Na vastidão de um deserto africano o peregrino abatido pela sede avistou um oásis. Certo de que era uma miragem, ele virou as costas. Antes de atingir a metade do percurso da sua jornada, resolveu retornar ao ponto de partida. Decepcionado consigo mesmo, ele percebeu que sua vontade para concluir o trajeto ainda não possuía a força de um desejo.

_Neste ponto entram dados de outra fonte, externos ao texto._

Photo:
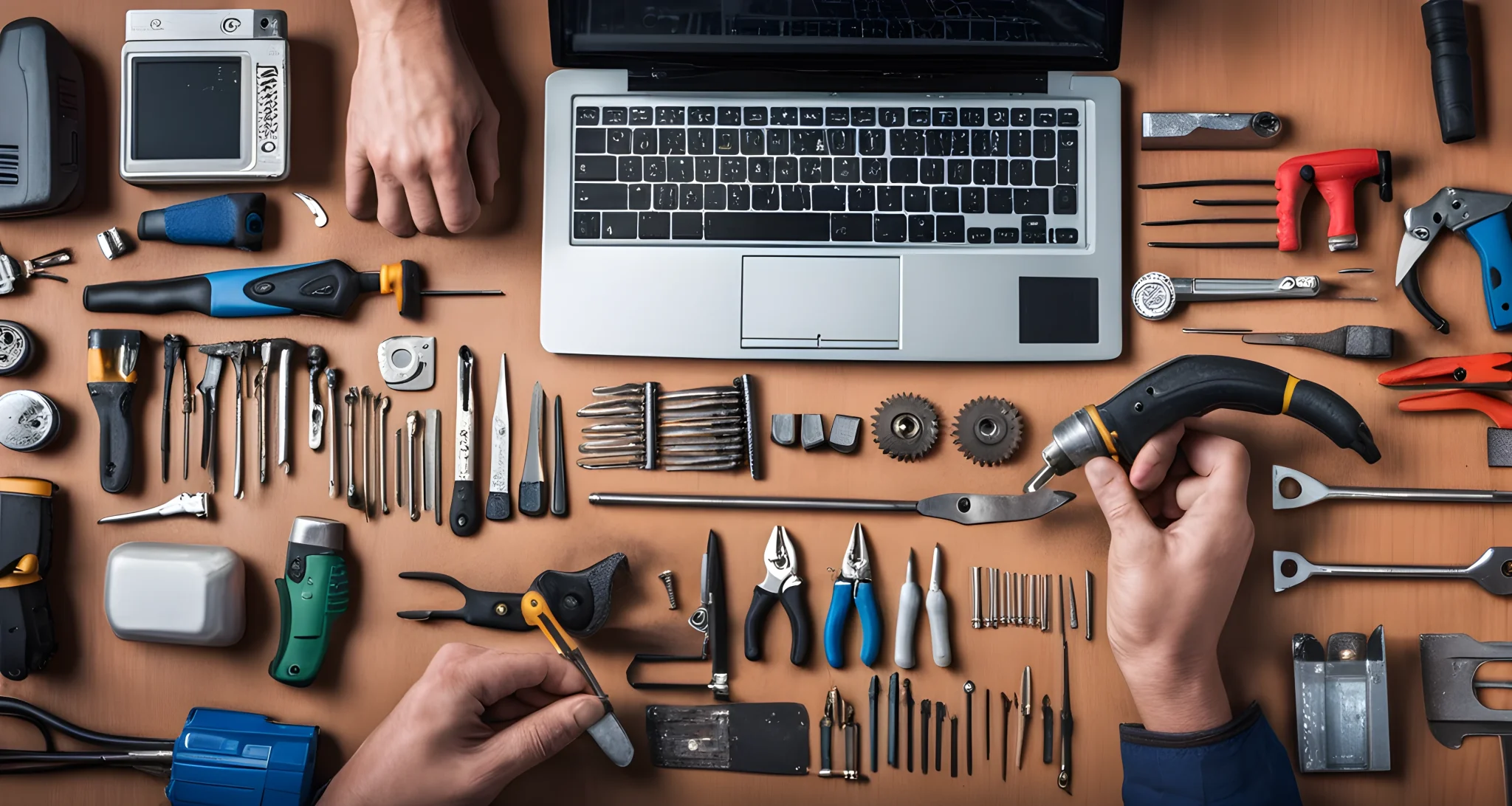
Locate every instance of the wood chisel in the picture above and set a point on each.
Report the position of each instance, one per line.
(532, 478)
(499, 506)
(464, 516)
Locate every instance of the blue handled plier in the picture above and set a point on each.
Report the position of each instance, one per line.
(853, 584)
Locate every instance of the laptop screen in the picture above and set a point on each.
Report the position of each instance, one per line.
(864, 35)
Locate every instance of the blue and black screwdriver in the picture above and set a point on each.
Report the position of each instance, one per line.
(327, 288)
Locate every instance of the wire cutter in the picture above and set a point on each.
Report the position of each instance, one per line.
(785, 584)
(853, 584)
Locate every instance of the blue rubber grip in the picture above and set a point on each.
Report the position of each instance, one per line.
(1494, 245)
(835, 624)
(870, 624)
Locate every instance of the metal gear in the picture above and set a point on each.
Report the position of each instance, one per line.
(988, 430)
(904, 427)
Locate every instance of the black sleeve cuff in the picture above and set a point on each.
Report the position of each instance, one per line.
(1136, 734)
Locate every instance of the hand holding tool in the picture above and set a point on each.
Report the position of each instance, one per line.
(909, 599)
(499, 506)
(853, 585)
(1484, 220)
(1192, 386)
(112, 385)
(183, 504)
(327, 288)
(607, 732)
(312, 596)
(782, 582)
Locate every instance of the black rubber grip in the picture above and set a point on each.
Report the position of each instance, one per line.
(1449, 53)
(464, 516)
(1192, 386)
(150, 297)
(114, 404)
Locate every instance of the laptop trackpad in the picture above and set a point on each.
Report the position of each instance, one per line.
(850, 303)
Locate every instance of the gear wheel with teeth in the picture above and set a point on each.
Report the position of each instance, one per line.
(904, 427)
(988, 430)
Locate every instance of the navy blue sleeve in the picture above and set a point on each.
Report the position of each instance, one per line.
(1236, 764)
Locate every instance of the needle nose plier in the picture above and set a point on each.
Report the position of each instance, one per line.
(785, 584)
(853, 584)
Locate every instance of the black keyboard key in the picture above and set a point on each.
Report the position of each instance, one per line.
(829, 197)
(761, 170)
(599, 197)
(655, 226)
(588, 141)
(1000, 200)
(1063, 200)
(687, 226)
(932, 171)
(619, 141)
(597, 168)
(664, 197)
(1030, 202)
(958, 171)
(764, 197)
(740, 197)
(1033, 230)
(619, 226)
(585, 226)
(921, 229)
(850, 227)
(971, 200)
(766, 227)
(891, 229)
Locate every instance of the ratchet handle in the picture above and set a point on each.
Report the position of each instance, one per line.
(1192, 386)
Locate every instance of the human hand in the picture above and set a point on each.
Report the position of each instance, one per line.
(1171, 587)
(422, 135)
(470, 725)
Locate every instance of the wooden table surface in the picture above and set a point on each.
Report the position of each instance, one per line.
(1350, 73)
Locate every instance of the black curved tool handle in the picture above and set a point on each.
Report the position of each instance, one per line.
(114, 404)
(1449, 53)
(1192, 386)
(466, 513)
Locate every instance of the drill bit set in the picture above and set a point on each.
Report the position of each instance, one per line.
(639, 425)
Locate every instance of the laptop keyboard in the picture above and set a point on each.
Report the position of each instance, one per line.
(646, 170)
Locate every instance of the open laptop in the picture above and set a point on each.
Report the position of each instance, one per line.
(921, 180)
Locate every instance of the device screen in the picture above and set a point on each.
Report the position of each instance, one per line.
(186, 109)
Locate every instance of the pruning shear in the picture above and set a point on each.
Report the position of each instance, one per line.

No meio do caminho de volta perdido em reflexões, o andarilho encontrou quase enterrado nas dunas um relógio de areia, uma ampulheta. Hipnotizado pela lenta queda dos cristais, o viajante ficou a observar e admirar seu brilho, por minutos e horas. Quando enfim o dia trouxe os ventos do norte, estes começaram a soprar um silêncio cheio de sonoridades, reverberante como uma tempestade de grãos:
"A vida eterna se encontra
na absoluta relatividade
veja o peixe que nasce sem asas,
ele, no tudo nada!"
Imediatamente o caminhante percebeu que o destino exigia que ele seguisse em sua jornada. Na necessidade do movimento, sentindo como a ampulheta o imobilizava resolveu enterra-la. Pôs-se a cavar, cavar, foi cavando, foi, cavou e cavou tanto que acabou encontrando água. Mesmo que tudo parecesse outra miragem, o passageiro da vida descobriu como retomar a viagem. Agora seguiria com uma porção líquida do infinito dentro do cantil e com o brilho dos cristais de areia dentro dos olhos.